Insulated sandwich panels — consisting of two metal face skins bonded to a rigid foam or mineral wool core — are widely used in industrial, agricultural, and cold storage buildings. They require longer screws than single-skin metal roofing to penetrate through the full panel thickness and achieve adequate substrate engagement.

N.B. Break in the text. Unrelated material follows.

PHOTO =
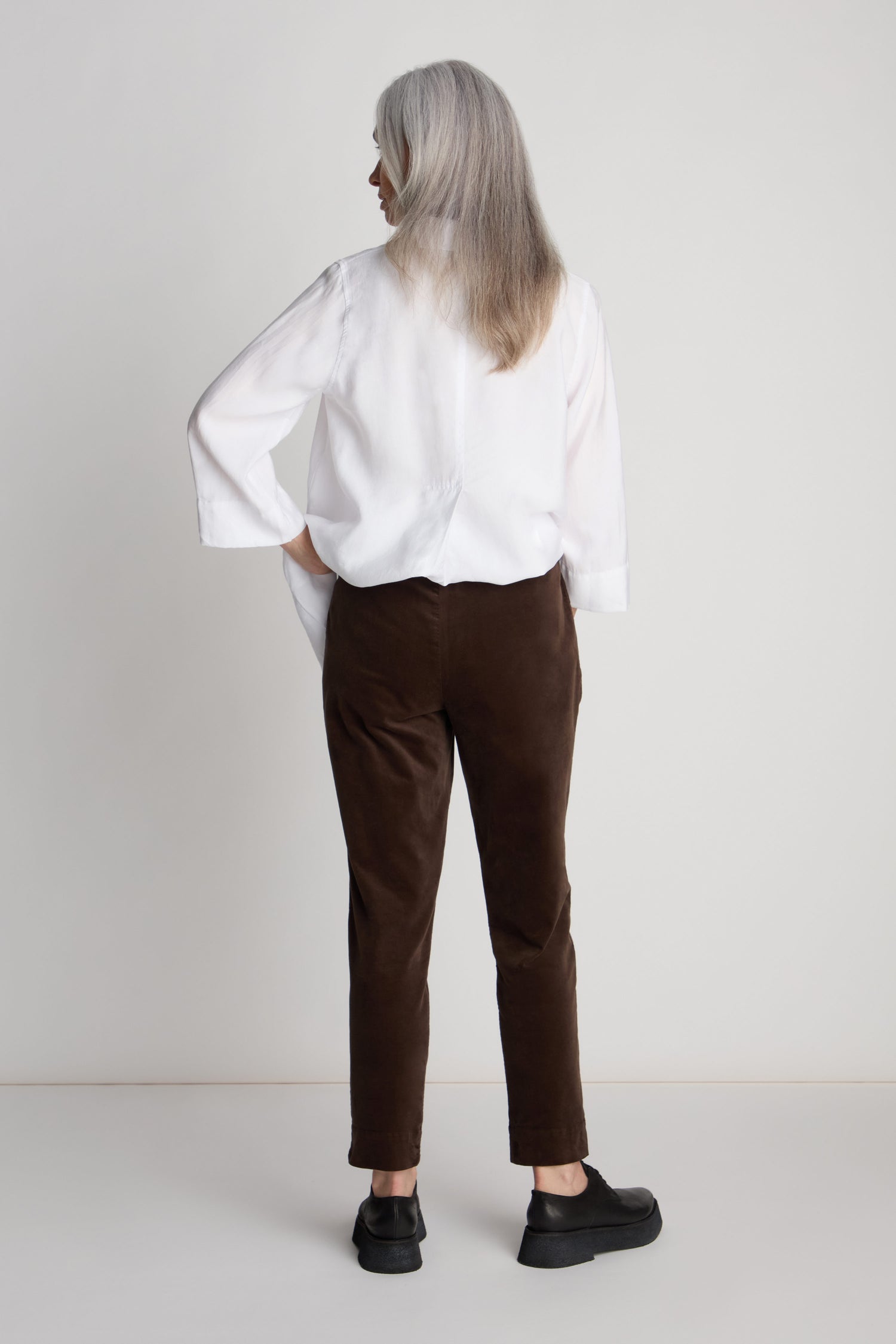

• 80mm panel to steel purlin: 6.3mm × 120mm TEK 5 — must penetrate 80mm panel + 3–4mm steel purlin flange with minimum 3 thread turns
• 100mm panel to steel purlin: 6.3mm × 150mm TEK 5
• 150mm panel to steel purlin: 6.3mm × 200mm TEK 5
• Washer requirement: Large 29mm–32mm bonded EPDM washer essential — the washer must seal against the outer metal skin of the panel, not compress into the foam core
• Thermal bridging consideration: Each screw creates a thermal bridge through the insulation. Premium projects use low-thermal-conductivity screws with insulating sleeves to minimize heat loss through fastener points in cold storage and energy-efficient building applications

Fiber Cement and Bitumen Corrugated Sheets

Fiber cement (formerly asbestos-cement) corrugated sheets and bitumen corrugated sheets are used in agricultural buildings, garden structures, and budget industrial applications. Both materials are brittle and require careful screw selection and pre-drilling to prevent cracking.

Fiber Cement Sheet Fixing

• Screw size: 6.3mm × 75mm–90mm with large 25mm lead washer and separate EPDM sealing washer — the larger diameter distributes clamping load to prevent localized cracking
• Pre-drilling: Mandatory — drill 1–2mm larger than screw diameter through the sheet crown only, never through the valley
• Drive speed: Use low-speed drill or driver — high-speed impact driving cracks fiber cement sheets around the hole

Bitumen Corrugated Sheet Fixing

• Screw size: 4.8mm × 65mm with cap washer (dome-head washer with integrated rubber seal) — the cap washer provides weatherproofing over the soft bitumen material
• Pre-drilling: Required — use the same diameter as the screw shank (not the thread diameter)
• Hot weather installation: In temperatures above 25°C, bitumen sheets soften — reduce screw torque further to avoid crushing the material around the washer

Complete Length Selection Guide by Roofing Material

The Most Costly Sizing Mistakes to Avoid

• Too short into timber: Less than 25mm timber penetration dramatically reduces pull-out resistance. In a 110 km/h wind zone, a correctly embedded screw provides over 1,200N pull-out force — an under-embedded screw may provide less than 400N, insufficient for code compliance.
• Wrong TEK rating for steel thickness: A TEK 1 screw used on 4mm steel will stall before drilling through — the drill tip wears out before penetrating, leaving an unsealed hole in the roofing sheet directly above an undrilled purlin.
• Standard metal roofing screws on polycarbonate: The 16mm washer designed for metal roofing is too small for polycarbonate — it concentrates stress at the hole edge and causes cracking within one to two thermal cycles.
• Zinc screws on natural slate: Zinc coating reacts with the acids in wet slate, corroding within 5–10 years and staining the slate surface. A316 stainless steel is the only acceptable specification for slate fixing.
• Ignoring panel crown height: Selecting screw length based only on substrate type without adding the profile crown height results in screws that bottom out in the substrate without fully compressing the washer — leaving a gap that leaks immediately in the first rainfall.